Improving the various areas of patient experience (and there are at least five outlined in the literature) can result in positive outcomes for patients, organizational health, and system sustainability. As Canadian health care organizations advance their digital health strategies, a patient experience business framework can play a pivotal role in accelerating value-based outcomes and evidence-informed strategic direction.
We’re on the right path
Evidence is now starting to mount in the Canadian context. Infoway surveys Canadians on their experience and perceptions with healthcare. Access to connected care services and recent investment project evaluations are contributing to this knowledge base. Connected care initiatives in Canada have shown value and a broad range of impact across five domains of patient experience: patient satisfaction, empowerment, system/patient value (avoided visits/ED utilization), clinic/clinician productivity (operational workflow, care coordination), and partnerships in care.

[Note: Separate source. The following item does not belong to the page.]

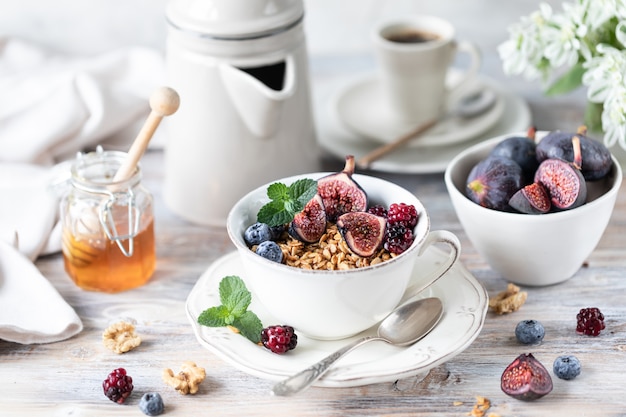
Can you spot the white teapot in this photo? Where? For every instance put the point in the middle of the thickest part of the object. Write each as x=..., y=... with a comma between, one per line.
x=240, y=68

For example, our study of patients at Group Health Centre (GHC), where patients were able to use GHC’s myCARE portal, found:
- 94% valued viewing the results
- 90% valued being able to message their health care team
- 89% valued requesting prescription refills online
The path ahead
Further evaluation and research is needed to influence leadership, inform innovation and maintain the momentum of change at all levels. The future of health care in Canada and connected care solutions offer exciting opportunities. Perhaps digital health business cases, grounded in a patient experience framework, can be the key to linking the potential for advancing access to care, system sustainability and quality outcomes.